Andrei spoke on “American Adversaries Big and Small.” Attendees were quickly informed that the word to use in Russia is not election, rather it is selection. And unlike what is frequently portrayed in the media, the selection of a Russian president is hardly free and fair. In 2005, Illarionov, who had assumed office as senior economic advisor to Russian President Vladimir Putin in 2000, was the central figure in introducing the 13% flat income tax in Russia. Unfortunately In 2006, conditions in Russia had deteriorated to the point that Andrei no longer considered Russia to be a democratic or free country. The following year, Mr. Illarionov joined Cato.
Andrei is one of 34 first signatories of the online anti-Putin manifesto “Putin Must Go.” After his excellent Cato presentation and rousing thank you from a jam-packed ballroom, I was able to spend a few minutes with a most gracious, warm and open Andrei Illarionov. I asked if he could come and go freely today from Russia and whether he and Mr. Putin were likely to get together for lunch on a visit to his homeland. I got a smile on my first question and another smile and a shake of the head no, not surprisingly, on my second question. I asked if Vladimir would win the up coming “selection.” Yes, advised Andrei, but with perhaps a 30-32% real headcount, not the 58% headcount that will get fed to the public. Andrei told me that Putin today must pay for support demonstrations. Much like here in the U.S.A., wouldn’t you say? Mr. Illarionov also informed me that Americans should be prepared for a ramping up of anti-American rhetoric and a massive build up in Russian defense spending as a % of GDP.

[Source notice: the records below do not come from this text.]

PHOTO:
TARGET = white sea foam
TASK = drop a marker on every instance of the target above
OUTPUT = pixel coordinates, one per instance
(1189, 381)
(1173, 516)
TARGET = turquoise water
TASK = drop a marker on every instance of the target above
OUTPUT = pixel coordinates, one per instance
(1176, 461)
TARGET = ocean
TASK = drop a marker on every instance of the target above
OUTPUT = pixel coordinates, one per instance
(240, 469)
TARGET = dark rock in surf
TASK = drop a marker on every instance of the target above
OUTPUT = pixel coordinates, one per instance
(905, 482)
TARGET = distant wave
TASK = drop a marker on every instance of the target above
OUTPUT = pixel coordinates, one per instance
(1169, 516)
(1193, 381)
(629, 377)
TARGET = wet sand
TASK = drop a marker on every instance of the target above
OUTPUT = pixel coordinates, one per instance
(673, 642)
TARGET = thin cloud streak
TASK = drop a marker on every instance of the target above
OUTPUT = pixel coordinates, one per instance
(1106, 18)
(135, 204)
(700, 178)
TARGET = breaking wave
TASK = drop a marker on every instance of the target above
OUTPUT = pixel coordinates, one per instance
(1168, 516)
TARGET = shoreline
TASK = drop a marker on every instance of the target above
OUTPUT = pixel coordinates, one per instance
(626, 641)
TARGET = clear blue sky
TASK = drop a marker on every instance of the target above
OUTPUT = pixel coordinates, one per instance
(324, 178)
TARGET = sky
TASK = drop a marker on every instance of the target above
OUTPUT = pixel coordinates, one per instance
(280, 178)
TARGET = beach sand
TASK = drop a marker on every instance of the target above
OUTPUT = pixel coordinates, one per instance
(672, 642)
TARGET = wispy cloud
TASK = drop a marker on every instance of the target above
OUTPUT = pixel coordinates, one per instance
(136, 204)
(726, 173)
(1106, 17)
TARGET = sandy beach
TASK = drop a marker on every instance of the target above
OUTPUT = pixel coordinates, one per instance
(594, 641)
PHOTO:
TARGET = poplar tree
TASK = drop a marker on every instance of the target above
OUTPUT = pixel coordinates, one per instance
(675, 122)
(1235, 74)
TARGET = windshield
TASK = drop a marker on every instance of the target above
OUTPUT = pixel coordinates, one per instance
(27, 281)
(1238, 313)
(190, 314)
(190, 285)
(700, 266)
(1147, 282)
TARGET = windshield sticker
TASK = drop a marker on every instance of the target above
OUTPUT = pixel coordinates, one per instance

For two days, Debbie and I spent from 7:45 AM to 9:00 PM attending presentations, workshops and first-rate breakfast/lunch/dinner gatherings. The entire Breakers’ staff did a fabulous job. If you have not been to the Breakers, I cannot imagine a more wonderful estate/hotel/resort for a family visit.
Over the almost three days I spent with Cato scholars, staff and attendees I was able to ask many questions on a variety of subjects. Debbie and I, as Cato Benefactors, are regulars at Cato events, and I never cease to be amazed at both the quality of Cato’s policy team and the well-informed, focused and committed nature of attendees. I ask often what makes Cato click. What is Cato’s glue? Not surprising to me is the universal positive comments on Cato President Ed Crane and Chairman Bob Levy. I have gotten to know Ed pretty well and agree that Ed’s dominant personality and leadership key the Cato effort. It turns out that Bob and I go back to the early 70s when we both had an association with New York/Boston institutional research and trading firm Hoenig & Co. I knew Bob as a sharp and positive individual back then. In ensuing years, Bob has only advanced his status as Cato’s highly effective chairman. Bob was responsible for the groundbreaking Heller (Washington 2nd Amendment gun rights) Supreme Court victory. So when you think Cato, think Ed Crane and Bob Levy, and you will be off on the right track.
OK, so there’s a lot to learn and much to benefit from any Cato conclave. Here are a few items I took away from the Cato/Breakers event. First off, Cato is not a political beast and neither supports nor endorses presidential candidates. That said, I did not hear from attendees so much as a single word of support for Barack Obama. And almost without exception, attendees were horrified that such a background-free, income redistributionist lives in the White House. As for Republican candidates, I heard few if any positive comments. This fall, Americans will go to the polls to vote for a Marxist-influenced, central-government expander or a caretaker to the big government/military/industrial complex. Both horrible choices.
The two-party system in America no longer represents a big percentage of Americans. It is long past the time America advances to a multi-party system where all Americans feel well represented. I have taken a shot at how such a system might lay out and lay it out for you here. You may like to tinker with my associations and percentages as you think best. No matter how you finalize you’re thinking, however, I believe that you will conclude as I have that the party rules must change. A multi-party system would allow all Americans to select a party that would indeed represent each of our individual interests. Under such a system, I am confident that neither President Obama nor any of the current Republican frontrunners would have a prayer of winning the presidency. As a final note, I would add that when she was asked about her constitutional concerns for Obamacare, Nancy Pelosi responded, “Are You Serious?”